Mlliyet Milliyet Blog Milliyet Blog
 
Facebook Connect
Blog Kategorileri
 

21 Temmuz '08

 
Kategori
Gelenekler
 

Su ile özel ve derin ilişkimiz!

Su ile özel ve derin ilişkimiz!
 

Fotoğraf:www.mertduman.blogcu.com


Su deyip geçmemeli. Su hayattır. Onsuz gezegenimizde yaşam mümkün olmazdı. Pek “ deniz çocuğu “ sayılmam ama “ su “; akar ya da duru su, deniz, göl ya da nehir kenarı olmadan her nedense tatil hayallerim çocukluğumdan beri hem öksüz hem de yetim kalmış gibi gelmiştir bana hep.

Yine “ su" ya, denize gittim ve geldim. Birde baktım ki, yarı farkındalıkla yarısı da ayırdında olmaksızın hoş ve ilginç çağrışımlar biriktirmişim. Dönüşte önce annem, ardından da çok ilginçtir ki ünlü bir otobüs firmamız “ arkamdan su dökerek uğurladılar “ beni.
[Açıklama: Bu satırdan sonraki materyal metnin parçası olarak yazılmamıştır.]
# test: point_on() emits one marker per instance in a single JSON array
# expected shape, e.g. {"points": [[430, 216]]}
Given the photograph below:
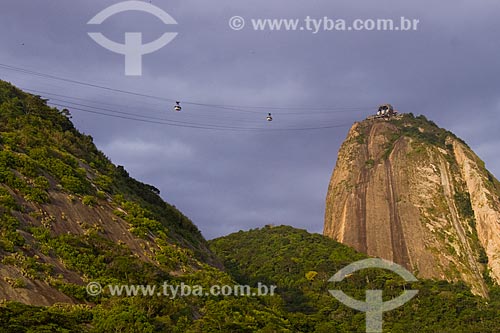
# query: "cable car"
{"points": [[177, 106]]}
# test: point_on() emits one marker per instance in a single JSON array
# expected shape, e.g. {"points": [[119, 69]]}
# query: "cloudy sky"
{"points": [[219, 160]]}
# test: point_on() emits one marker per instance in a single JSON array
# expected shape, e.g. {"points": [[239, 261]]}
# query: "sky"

Tamam, annenin oğlunun arkasından " sular gibi akarak gitsin de gelsin ” diyerek bir kova su dökmesi eski ve güzel geleneklerimizden birisi de, “ bu küresel ve sığ benzerlikler çağında ne denli aykırı ve o denli de hoş bir şirket uygulaması ” dedim kendi kendime, diğerine.

Tatil dönüşü, o, yosun kokulu derin maviliklerde, somut ve soyut kirlerimden arınmış, bedenen ve ruhen temizlenmiş, filizlenmiş ve güçlenmiş gibi hissettim yine kendimi.
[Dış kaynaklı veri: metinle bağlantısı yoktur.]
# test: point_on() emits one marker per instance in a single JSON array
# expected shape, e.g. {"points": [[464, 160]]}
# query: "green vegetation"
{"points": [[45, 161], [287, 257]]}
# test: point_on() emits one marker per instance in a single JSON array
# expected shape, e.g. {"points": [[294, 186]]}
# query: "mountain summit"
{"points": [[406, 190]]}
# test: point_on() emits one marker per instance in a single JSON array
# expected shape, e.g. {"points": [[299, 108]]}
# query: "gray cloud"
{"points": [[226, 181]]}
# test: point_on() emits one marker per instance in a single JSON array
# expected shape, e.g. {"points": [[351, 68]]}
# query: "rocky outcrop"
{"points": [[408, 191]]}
Su ile özel ve derin maceramız bağlamında bu durumları “ balık burcuyum! “ diye kolaylıkla geçiştiremeyeceğimi de derinden derine seziyordum. Freud ve izleyicilerinin “ ana rahmine dönüş özlemi “ açıklamaları ya da hem bedenimizin ( “ micro cosmos ” ) hem de yaşadığımız gezegen olan dünyamızın ( “ macro comos ” ) dörtte üçünün su ile dolu oluşunun mistik, metafizik tesadüfü ile de yetinemezdim. Günümüzde, küresel ısınma ve kuraklık (1), su kaynaklarının kıtlığı, buzulların erimesi ve su kirliliği gibi güncel sorunlar ve buna dayalı gerekli sorgulamalarla sıkça gündeme gelen bu konuya ben,tarihsel, geleneksel ve biraz daha özgün bir bağlamda kısaca değinmeye çalışacağım.
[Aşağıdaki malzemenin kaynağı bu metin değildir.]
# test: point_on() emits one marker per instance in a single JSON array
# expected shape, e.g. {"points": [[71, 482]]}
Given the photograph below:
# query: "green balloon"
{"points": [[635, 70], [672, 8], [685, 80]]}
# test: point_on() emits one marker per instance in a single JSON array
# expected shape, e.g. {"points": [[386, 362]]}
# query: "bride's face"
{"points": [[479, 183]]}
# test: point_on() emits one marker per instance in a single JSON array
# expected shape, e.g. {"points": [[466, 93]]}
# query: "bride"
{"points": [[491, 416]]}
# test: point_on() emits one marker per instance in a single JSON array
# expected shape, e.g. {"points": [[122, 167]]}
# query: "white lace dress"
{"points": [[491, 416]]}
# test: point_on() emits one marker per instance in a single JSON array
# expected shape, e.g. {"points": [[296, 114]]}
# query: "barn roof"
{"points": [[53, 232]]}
Biz bugün bedensel ve fiziksel temizliğin su ile yapıldığını düşünen bir algılama yapısına ve yaşam tarzına sahibiz. Ama atalarımız olan eski Türkler aslında tam da bizim gibi düşünmüyorlardı. Onlar için su, saflık ve bereket sembolüydü; ateşin karşıtıydı. Su, hem ateşi söndürdüğü hem de ağaçları ve bitkileri yetiştirip büyüttüğü için ondan üstündü atalarımıza göre. Zaten su, ateş, toprak ve hava insanlığın, antik çağlardan başlayarak çok uzun bir dönem büyük bir anlam ve güç atfettikleri dört temel maddedir. Bu çerçevede, " eski Türk inanışında “ Gök Tanrı ”yı yansıtma ve onunla konuşma özellikleri taşıyan su, diğer taraftan zeki ve üstün yöneticilere atfedilen “ engin bilginin de sembolü “ydü. Hala çok bilgili kişilere derya, deniz denilmesi de bundan ötürüdür " olsa gerek.(2)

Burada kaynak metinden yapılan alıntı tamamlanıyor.